H.Hamada, et al.: "Identification of multiple isolated lymphoid follicles on the antimesenteric wall of the mouse small intestine"J. Immunol.. 168. 57-64 (2002)

H.Hamada 等人：“小鼠小肠肠肠壁上多个分离的淋巴滤泡的鉴定”J.

K. Asai, et al: "Orally tolerant CD4 T cells respond poorly to antigenic stimulation but strongly direct stimulation of intracellular signaling pathways"Cytotechnology. 36. 145-153 (2001)

K. Asai 等人：“口服耐受的 CD4 T 细胞对抗原刺激反应较差，但对细胞内信号传导途径有强烈的直接刺激”。

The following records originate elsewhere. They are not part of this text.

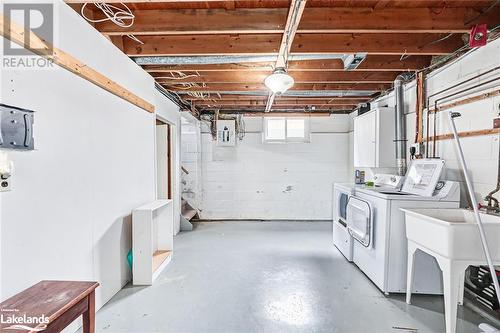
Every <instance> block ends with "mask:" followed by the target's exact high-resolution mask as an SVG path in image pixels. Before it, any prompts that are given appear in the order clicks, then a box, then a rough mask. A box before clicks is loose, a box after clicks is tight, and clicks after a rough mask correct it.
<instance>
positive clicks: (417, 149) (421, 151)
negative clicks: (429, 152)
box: [410, 143, 424, 156]
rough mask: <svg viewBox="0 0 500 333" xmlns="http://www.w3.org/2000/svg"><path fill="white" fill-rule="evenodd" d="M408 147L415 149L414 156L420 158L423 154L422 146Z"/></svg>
mask: <svg viewBox="0 0 500 333" xmlns="http://www.w3.org/2000/svg"><path fill="white" fill-rule="evenodd" d="M410 147H411V148H414V149H415V156H421V155H422V154H423V148H424V147H423V144H421V143H414V144H412V145H411V146H410Z"/></svg>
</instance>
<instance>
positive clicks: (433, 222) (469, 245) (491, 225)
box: [401, 209, 500, 333]
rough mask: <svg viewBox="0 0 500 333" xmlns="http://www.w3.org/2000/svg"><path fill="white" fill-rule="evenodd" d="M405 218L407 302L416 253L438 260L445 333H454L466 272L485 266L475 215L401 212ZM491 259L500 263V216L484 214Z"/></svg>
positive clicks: (465, 214)
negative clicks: (442, 287)
mask: <svg viewBox="0 0 500 333" xmlns="http://www.w3.org/2000/svg"><path fill="white" fill-rule="evenodd" d="M401 210H402V211H403V212H404V213H405V216H406V237H407V238H408V272H407V285H406V302H407V303H408V304H410V301H411V292H412V284H413V272H414V270H416V269H419V268H418V266H417V267H414V259H415V252H416V251H417V250H421V251H423V252H426V253H427V254H429V255H431V256H433V257H434V258H436V260H437V262H438V264H439V267H440V268H441V271H442V273H443V290H444V308H445V321H446V333H455V332H456V330H455V328H456V321H457V307H458V304H463V297H464V279H465V270H466V269H467V267H468V266H470V265H485V264H486V258H485V255H484V252H483V247H482V244H481V239H480V236H479V229H478V226H477V224H476V220H475V218H474V212H472V211H469V210H466V209H401ZM481 221H482V222H483V227H484V231H485V233H486V239H487V241H488V246H489V249H490V254H491V259H492V261H493V263H494V264H495V265H499V264H500V217H498V216H494V215H488V214H483V213H481Z"/></svg>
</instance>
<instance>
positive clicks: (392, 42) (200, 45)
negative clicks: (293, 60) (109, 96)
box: [124, 33, 463, 56]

S.Nagafuchi, et.al.: "Dietary nucleotides can up-regulate antigen-specfic Th1 immune responses and suppress antigen-specific IgE responses in mice."Int.Arch.Allergy Immunol.. 122. 33-41 (2000)

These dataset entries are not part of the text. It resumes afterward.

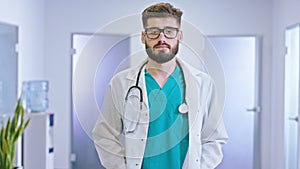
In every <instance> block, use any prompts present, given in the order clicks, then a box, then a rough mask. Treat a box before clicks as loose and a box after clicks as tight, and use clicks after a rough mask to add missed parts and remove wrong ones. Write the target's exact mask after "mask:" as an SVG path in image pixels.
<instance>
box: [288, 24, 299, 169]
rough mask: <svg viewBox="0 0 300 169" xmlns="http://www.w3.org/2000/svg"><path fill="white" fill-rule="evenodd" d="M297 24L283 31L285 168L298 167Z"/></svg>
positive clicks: (298, 129) (291, 168) (293, 168)
mask: <svg viewBox="0 0 300 169" xmlns="http://www.w3.org/2000/svg"><path fill="white" fill-rule="evenodd" d="M299 29H300V28H299V25H295V26H292V27H290V28H288V29H287V30H286V33H285V38H286V39H285V45H286V56H285V79H284V115H285V125H284V127H285V130H284V133H285V169H298V168H299V167H300V166H299V164H298V159H299V148H300V147H299V145H298V144H299V139H298V138H299V125H298V116H299V39H300V35H299V32H300V30H299Z"/></svg>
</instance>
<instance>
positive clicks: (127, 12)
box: [45, 0, 272, 169]
mask: <svg viewBox="0 0 300 169" xmlns="http://www.w3.org/2000/svg"><path fill="white" fill-rule="evenodd" d="M153 3H154V1H149V0H147V1H140V0H131V1H129V0H127V1H117V0H112V1H103V0H90V1H84V0H75V1H74V0H73V1H71V0H64V1H61V0H51V1H46V4H45V39H46V41H45V56H46V57H45V62H46V63H47V64H46V65H45V75H46V77H47V79H49V80H50V81H51V90H50V94H49V96H50V101H51V103H50V110H51V111H53V112H55V113H56V117H55V155H56V158H55V166H56V168H60V169H68V168H70V162H69V154H70V152H71V145H70V144H71V54H70V47H71V34H72V33H74V32H83V33H84V32H87V33H93V32H95V31H96V30H98V29H99V28H101V27H103V26H105V25H106V24H108V23H111V22H112V21H114V20H117V19H119V18H121V17H124V16H129V15H133V14H139V13H140V12H141V11H142V10H143V9H144V8H145V7H146V6H148V5H149V4H153ZM171 3H173V4H174V5H175V6H177V7H180V8H181V9H183V11H184V16H183V17H184V19H185V20H187V21H189V22H190V23H192V24H194V25H195V26H196V27H197V28H198V29H199V30H201V31H202V32H203V33H204V34H207V35H260V36H261V37H262V39H263V50H262V54H263V55H262V64H263V70H262V78H263V79H264V81H263V83H262V86H263V88H264V90H263V92H262V99H263V100H262V106H263V113H262V121H263V123H262V124H263V126H262V129H263V130H262V144H263V145H262V148H263V151H262V155H263V159H262V161H263V164H262V165H263V167H262V168H269V159H268V157H269V155H270V154H269V153H270V151H269V150H270V147H269V142H270V140H269V138H270V135H269V133H270V132H269V130H270V118H269V116H270V104H269V99H270V90H269V88H270V87H269V86H270V81H271V74H270V73H271V65H270V63H271V43H272V39H271V35H272V32H271V30H272V28H271V26H272V22H271V21H272V11H271V10H272V8H271V5H270V4H271V0H240V1H238V0H227V1H217V0H211V1H204V0H201V1H199V0H191V1H188V2H183V1H180V0H176V1H175V0H174V1H171ZM124 29H129V28H127V27H126V28H124Z"/></svg>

S.Nagafuchi 等人：“膳食核苷酸可以上调小鼠中抗原特异性 Th1 免疫反应并抑制抗原特异性 IgE 反应。”Int.Arch.Allergy Immunol.. 122. 33-41 (2000)

K.Suzuki, et.al.: "Gut Cryptopatches : direct evidence of extrathymic anatomical sites for intestinal T lymphopoiesis."Immunity. 13. 691-702 (2000)

K.Suzuki 等人：“肠道隐斑：肠道 T 淋巴细胞生成的胸腺外解剖部位的直接证据。”免疫。

Y.Ueda, et.al.: "Apoptosis of antigen-specific T cell induced by oral administration of antigen : comparison of intestinal and non-intestinal immune organs."Biosci.Biotechnol.Biochem.. (in press).

Y.Ueda 等人：“口服抗原诱导的抗原特异性 T 细胞凋亡：肠道和非肠道免疫器官的比较。”Biosci.Biotechnol.Biochem..（出版中）。